Sacred environmentalism is well rooted as well, both in the United States and around the world. Connected in the US to the Transcendentalists of the nineteenth century, this movement has found a responsive reaction in many areas since place and sacred experience are so often linked.

At their best, religious practices serve not only to shape the mission, but also to guide organizational behavior. Silent retreat or a prayer meeting -- either can offer respite from the mundane. Singing together, marching together, sitting quietly in Quaker meeting together -- all of these can strengthen the sense of community. Charitable giving, cooking for the poor, visiting prisoners -- all of these can feel like religious practices when inspired by a spiritually grounded activism. Priests, Imams and other religious leaders offering blessings over an action, can ease the qualms and concerns of their followers. In all these ways, organizational resilience gains support from adherence to a religious or spiritual path. Marshall Ganz reminds us to see religion "not only as a source of “understanding” about what was right - but also as a source of the solidarity, willingness to sacrifice, anger at injustice, and courage, and leadership to take action - in other words, not only of moral “understanding” but the capacity to act on that understanding.
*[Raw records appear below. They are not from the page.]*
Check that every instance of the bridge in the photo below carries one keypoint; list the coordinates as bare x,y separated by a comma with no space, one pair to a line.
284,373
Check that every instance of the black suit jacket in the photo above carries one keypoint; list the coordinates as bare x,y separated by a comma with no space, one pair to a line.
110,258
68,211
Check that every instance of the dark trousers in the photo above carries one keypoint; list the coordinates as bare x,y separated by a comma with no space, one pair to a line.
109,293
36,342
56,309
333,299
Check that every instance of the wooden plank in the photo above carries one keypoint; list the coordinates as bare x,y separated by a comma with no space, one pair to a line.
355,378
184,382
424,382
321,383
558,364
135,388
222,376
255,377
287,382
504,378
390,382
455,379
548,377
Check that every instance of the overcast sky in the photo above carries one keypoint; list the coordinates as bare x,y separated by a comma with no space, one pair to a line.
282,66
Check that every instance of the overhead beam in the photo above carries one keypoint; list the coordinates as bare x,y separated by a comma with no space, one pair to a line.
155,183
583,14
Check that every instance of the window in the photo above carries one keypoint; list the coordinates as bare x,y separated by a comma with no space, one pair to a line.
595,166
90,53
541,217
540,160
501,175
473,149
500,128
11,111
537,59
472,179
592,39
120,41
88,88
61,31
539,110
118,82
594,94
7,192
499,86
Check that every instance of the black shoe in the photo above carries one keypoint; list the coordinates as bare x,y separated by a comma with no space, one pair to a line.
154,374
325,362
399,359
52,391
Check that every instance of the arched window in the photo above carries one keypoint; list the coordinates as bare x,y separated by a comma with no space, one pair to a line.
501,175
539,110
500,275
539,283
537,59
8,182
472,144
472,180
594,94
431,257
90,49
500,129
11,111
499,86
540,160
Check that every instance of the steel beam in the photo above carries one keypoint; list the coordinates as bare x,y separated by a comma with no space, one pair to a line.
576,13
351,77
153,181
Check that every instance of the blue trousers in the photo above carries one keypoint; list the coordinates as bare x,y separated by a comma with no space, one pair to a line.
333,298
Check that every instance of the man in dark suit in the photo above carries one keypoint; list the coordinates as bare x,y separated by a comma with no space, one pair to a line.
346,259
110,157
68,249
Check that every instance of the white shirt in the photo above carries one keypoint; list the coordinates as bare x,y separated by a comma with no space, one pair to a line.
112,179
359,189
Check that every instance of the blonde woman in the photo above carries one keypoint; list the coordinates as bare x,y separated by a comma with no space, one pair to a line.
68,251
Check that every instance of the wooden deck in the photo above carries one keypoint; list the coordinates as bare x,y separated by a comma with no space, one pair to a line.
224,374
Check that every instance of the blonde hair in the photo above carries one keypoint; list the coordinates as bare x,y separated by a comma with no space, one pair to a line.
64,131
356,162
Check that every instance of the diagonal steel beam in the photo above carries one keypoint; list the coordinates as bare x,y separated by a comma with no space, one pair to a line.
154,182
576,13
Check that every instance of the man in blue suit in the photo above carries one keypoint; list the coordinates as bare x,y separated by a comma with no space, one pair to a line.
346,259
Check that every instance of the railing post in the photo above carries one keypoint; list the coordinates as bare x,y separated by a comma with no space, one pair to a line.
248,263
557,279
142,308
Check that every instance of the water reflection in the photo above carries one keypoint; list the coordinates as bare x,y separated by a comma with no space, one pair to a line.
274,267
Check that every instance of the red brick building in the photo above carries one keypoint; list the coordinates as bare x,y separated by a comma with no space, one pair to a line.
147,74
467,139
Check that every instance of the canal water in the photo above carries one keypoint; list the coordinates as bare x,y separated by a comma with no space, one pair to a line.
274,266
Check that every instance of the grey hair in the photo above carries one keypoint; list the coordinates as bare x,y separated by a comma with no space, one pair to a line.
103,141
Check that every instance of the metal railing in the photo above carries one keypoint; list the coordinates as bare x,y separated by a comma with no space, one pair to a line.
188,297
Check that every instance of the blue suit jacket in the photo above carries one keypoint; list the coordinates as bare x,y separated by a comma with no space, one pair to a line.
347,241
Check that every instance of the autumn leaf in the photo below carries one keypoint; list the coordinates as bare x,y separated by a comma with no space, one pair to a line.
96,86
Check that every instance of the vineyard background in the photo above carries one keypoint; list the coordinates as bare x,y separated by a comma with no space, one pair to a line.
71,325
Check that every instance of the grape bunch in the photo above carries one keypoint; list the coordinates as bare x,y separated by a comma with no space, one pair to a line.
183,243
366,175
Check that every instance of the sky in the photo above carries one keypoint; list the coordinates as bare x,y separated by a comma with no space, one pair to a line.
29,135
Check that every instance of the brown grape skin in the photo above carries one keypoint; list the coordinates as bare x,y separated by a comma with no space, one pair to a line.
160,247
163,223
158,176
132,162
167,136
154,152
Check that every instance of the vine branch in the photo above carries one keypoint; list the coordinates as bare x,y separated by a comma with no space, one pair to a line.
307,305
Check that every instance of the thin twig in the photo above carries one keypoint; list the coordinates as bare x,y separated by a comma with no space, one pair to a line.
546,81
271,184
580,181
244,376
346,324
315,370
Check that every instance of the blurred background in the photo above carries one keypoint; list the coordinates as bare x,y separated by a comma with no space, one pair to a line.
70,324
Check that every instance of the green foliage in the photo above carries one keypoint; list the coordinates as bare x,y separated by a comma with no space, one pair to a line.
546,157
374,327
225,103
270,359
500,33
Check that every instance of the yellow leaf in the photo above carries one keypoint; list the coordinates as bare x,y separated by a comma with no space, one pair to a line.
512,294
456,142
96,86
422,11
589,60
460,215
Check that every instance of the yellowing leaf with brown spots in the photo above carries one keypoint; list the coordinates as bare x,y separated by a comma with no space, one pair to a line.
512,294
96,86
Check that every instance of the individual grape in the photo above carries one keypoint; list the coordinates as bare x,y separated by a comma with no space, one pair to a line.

Or, as St. Augustine said, not only of "knowing the good", but also of "loving it" enough to act on it. "

The stories in this pattern were chosen to illustrate constructive work undertaken by adherents in a variety of traditions. These same traditions have of course often been the basis for cruel, intolerant and self-righteous oppression, government and justice.

This pattern links to Sense of Struggle,


Remember the hymns and prayers of the American Civil Rights Movement, which exemplify ways that a healing religious practice can build solidarity among activists while holding them to laudable ethical standards. The injunctions embedded in this pattern are: by all means ground your own work in the values, the mysteries and the heritage of a religious community. At the same time, hesitate to judge others whose motives and practices are different. If secular values justify and guide your actions assume the best of those driven to act by religious convictions and likewise, if you are religious, give credence to the secular. In either case remember that ritual, whether sacred or secular, can strengthen bonds among organizers and provide them with the respite necessary to keeping on with the work of change.